Higdon Furniture under Chapter 11 protection
By Heath E. Combs -- Furniture Today, January 20, 2008
Quincy, Fla. — Promotional wood bedroom and entertainment manufacturer maker Higdon Furniture filed for Chapter 11 bankruptcy protection in late October and posted a $300,000 loss in November, according to court documents.
Company officials could not be reached for comment last week.
Court papers filed in December also said Higdon's books reflected $6 million in assets and $4.5 million in debts at the end of 2006. Higdon recorded $14.3 million in revenues in 2006 and a loss of $1 million that year.
A summary of open orders report filed on Jan. 16 lists $877,178 on order and $255,282 in active invoices.

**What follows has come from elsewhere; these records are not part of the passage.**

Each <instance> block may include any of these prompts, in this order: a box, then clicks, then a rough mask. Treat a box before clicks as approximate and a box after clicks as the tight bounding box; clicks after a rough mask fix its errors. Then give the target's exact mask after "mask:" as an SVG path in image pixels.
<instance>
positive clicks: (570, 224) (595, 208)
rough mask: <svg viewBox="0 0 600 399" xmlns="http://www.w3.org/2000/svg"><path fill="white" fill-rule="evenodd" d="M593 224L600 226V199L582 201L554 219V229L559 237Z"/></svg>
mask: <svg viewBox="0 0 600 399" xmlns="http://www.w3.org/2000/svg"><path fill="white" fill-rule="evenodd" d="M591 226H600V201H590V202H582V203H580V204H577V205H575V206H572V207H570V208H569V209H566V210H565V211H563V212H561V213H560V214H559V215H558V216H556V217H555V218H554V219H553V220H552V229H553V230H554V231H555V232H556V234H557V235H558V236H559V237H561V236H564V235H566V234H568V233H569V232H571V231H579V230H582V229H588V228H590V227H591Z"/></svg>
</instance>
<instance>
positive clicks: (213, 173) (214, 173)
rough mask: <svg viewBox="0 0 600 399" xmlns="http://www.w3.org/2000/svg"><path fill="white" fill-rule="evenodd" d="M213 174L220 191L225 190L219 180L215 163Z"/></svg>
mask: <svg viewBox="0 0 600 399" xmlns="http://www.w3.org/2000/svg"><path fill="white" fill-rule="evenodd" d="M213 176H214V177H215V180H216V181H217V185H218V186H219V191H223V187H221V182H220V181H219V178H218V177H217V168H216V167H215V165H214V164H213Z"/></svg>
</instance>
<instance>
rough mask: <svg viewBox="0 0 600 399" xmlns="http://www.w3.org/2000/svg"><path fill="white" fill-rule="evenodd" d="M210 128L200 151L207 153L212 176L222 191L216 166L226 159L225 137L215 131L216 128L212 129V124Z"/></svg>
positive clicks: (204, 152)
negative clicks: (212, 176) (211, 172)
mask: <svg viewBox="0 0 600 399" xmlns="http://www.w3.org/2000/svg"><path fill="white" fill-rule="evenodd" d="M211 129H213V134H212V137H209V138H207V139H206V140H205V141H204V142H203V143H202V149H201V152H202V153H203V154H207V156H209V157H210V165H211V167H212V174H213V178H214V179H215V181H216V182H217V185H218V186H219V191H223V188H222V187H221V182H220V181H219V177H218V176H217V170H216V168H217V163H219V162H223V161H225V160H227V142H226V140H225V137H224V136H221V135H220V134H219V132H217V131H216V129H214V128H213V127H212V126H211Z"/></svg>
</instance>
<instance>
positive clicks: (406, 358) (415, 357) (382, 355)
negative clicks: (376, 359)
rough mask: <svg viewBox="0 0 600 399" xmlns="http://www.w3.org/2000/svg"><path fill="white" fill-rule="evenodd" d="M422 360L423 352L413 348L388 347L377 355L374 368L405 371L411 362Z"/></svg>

Its largest unsecured creditors were Capital City Bank of Tallahassee, Fla., $3.8 million; High Point Building Partnership, $1.8 million; Alter Moneta Corp., $766,769; and Joseph Higdon Jr., $590,262. Other unsecured creditors included Warren Higdon, $191,000; Marie Middlemas, $160,000; Ralph Higdon $120,000; and Pennsylvania Lumbers Mutual, $111,625. Principals in Higdon and their stakes were listed as Joseph Higdon Jr., 42%, J. Warren Higdon III, 27%, Ralph W. Higdon, 19%, and Margaret Smith, 12%.
The company was founded in 1953 by J. Warren Higdon. In 2005, it began production in a new 100,000-square-foot facility in Cairo, Ga.
Higdon was one of the U.S. companies that petitioned for an antidumping investigation of Chinese wood bedroom manufacturers. Because of that, it received about $824,954 last year and $602,102 in 2006 for its share of the funds arising from import duties.